1.     The insurer has waived its right to select counsel.  Courts are almost universal in finding a conflict of interest arises  lawyerbetween the policyholder and the insurer when the insurer reserves its right to later deny a claim.  In this situation, the policyholder can choose its own counsel and the insurer must foot the bill.  See, United States Fid. & Guaranty Co. v. Roser, 585 F.2d 932, 938 n. 5 (8th Cir. 1978) [“Even the most optimistic view of human nature requires us to realize that an attorney employed by an insurance company will slant his efforts, perhaps unconsciously, in the interests of his real client (i.e.) the one who is paying his fee and from whom he hopes to receive future business(:) the insurance company.”]

2.     The litigation is complex. Complex lawsuits require an attorney who specializes in the type of claim being litigated.  Insurers have an interest in keeping defense costs down because such costs are usually paid in excess and over the limits of a standard CGL policy.  Some defense costs can exceed 7 figures if the matter is complex and there are other parties involved.  But a cheaper attorney is not always in the policyholder’s best interests.  An adverse verdict can harm the good will of a company.  This may affect stock prices or product sales.  Even if the insurance company is footing the bill, its name is not on the caption of the case or in the papers if a policyholder loses the suit.   If there is a potential after-effect of a bad judgment due to inexperienced counsel, push for your own experienced counsel to protect your long term interests and consequential effects of an adverse verdict.

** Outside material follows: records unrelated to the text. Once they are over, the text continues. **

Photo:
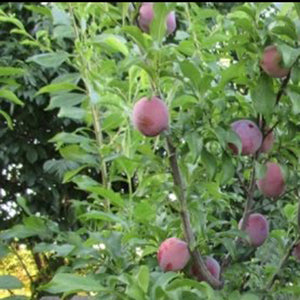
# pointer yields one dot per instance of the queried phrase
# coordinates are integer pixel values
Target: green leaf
(294, 94)
(70, 174)
(16, 298)
(184, 101)
(158, 25)
(87, 184)
(139, 38)
(78, 154)
(67, 283)
(65, 100)
(49, 60)
(8, 282)
(60, 17)
(144, 212)
(263, 95)
(22, 202)
(10, 71)
(31, 155)
(234, 71)
(99, 215)
(13, 21)
(260, 170)
(290, 211)
(249, 296)
(61, 250)
(112, 43)
(9, 95)
(75, 113)
(33, 226)
(190, 71)
(143, 278)
(228, 170)
(209, 162)
(297, 7)
(39, 9)
(58, 87)
(7, 118)
(4, 250)
(289, 55)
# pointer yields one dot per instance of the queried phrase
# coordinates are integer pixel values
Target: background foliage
(90, 196)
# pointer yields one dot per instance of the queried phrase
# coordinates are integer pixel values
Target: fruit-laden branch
(281, 265)
(185, 217)
(94, 109)
(249, 203)
(288, 253)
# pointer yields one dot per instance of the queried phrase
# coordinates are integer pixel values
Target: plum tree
(250, 135)
(150, 117)
(296, 251)
(257, 228)
(213, 267)
(173, 254)
(267, 142)
(272, 184)
(271, 63)
(147, 14)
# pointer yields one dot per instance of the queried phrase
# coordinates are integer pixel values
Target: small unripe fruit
(212, 266)
(272, 184)
(250, 135)
(271, 63)
(147, 14)
(173, 254)
(150, 117)
(296, 251)
(267, 142)
(257, 228)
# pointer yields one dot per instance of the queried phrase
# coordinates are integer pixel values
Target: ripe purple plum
(213, 267)
(173, 254)
(147, 14)
(257, 228)
(150, 117)
(272, 184)
(267, 142)
(271, 63)
(250, 135)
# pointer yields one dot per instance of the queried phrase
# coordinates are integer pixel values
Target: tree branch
(281, 264)
(185, 217)
(282, 88)
(15, 252)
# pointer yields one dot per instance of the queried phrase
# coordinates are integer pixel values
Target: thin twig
(281, 264)
(185, 217)
(15, 252)
(282, 88)
(94, 109)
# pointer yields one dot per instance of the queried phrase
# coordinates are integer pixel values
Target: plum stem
(282, 88)
(185, 217)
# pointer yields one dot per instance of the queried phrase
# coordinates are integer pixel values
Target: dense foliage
(95, 193)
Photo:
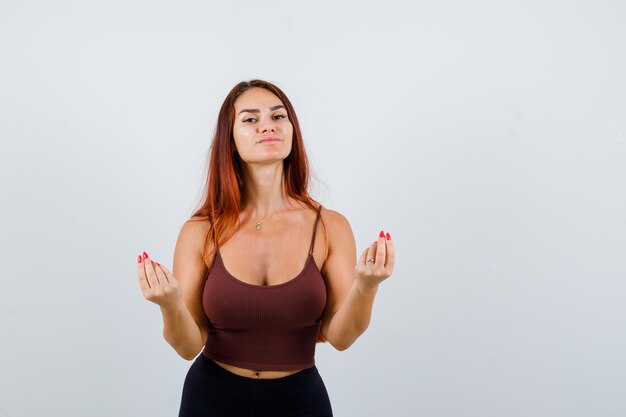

3.     There is a risk that an adverse verdict will exceed policy limits.  If a policy covers only part of a potential loss, and the policy holder will foot the remainder of any bill, the policyholder should insist upon its own choice of counsel to protect its mutual interests.  See, R.C. Wegman Const. Co. v. Admiral Ins. Co., 629 F.3d 724, 728 reh’g denied, 634 F.3d 371 (7th Cir. 2011) (The likelihood of a verdict that exceeds coverage will create a divergence and conflict of interests between an insurance company and the policyholder, throwing the interests of the two out of alignment.  In such cases, the policyholder is entitled to its own counsel at the cost of the insurer).

4.    Two or more defendants in the same suit are insured by the same insurer.   If each defendants’ defense is diametrically opposed to the other, the insurance company should provide a vigorous and independent defense to both and allow choice of separate counsel.   See, Murphy v. Urso, 88 Ill. 2d 444, 454-55, 430 N.E.2d 1079, 1084 (1981) (Insurer owes duty of good faith and fair dealing to each of its insureds, and cannot favor the interests of one insured over the other.  “The insured has the right to be defended by counsel of his own choosing. A ruling that required an insured to be defended by what amounted to his enemy in the litigation would be foolish.”).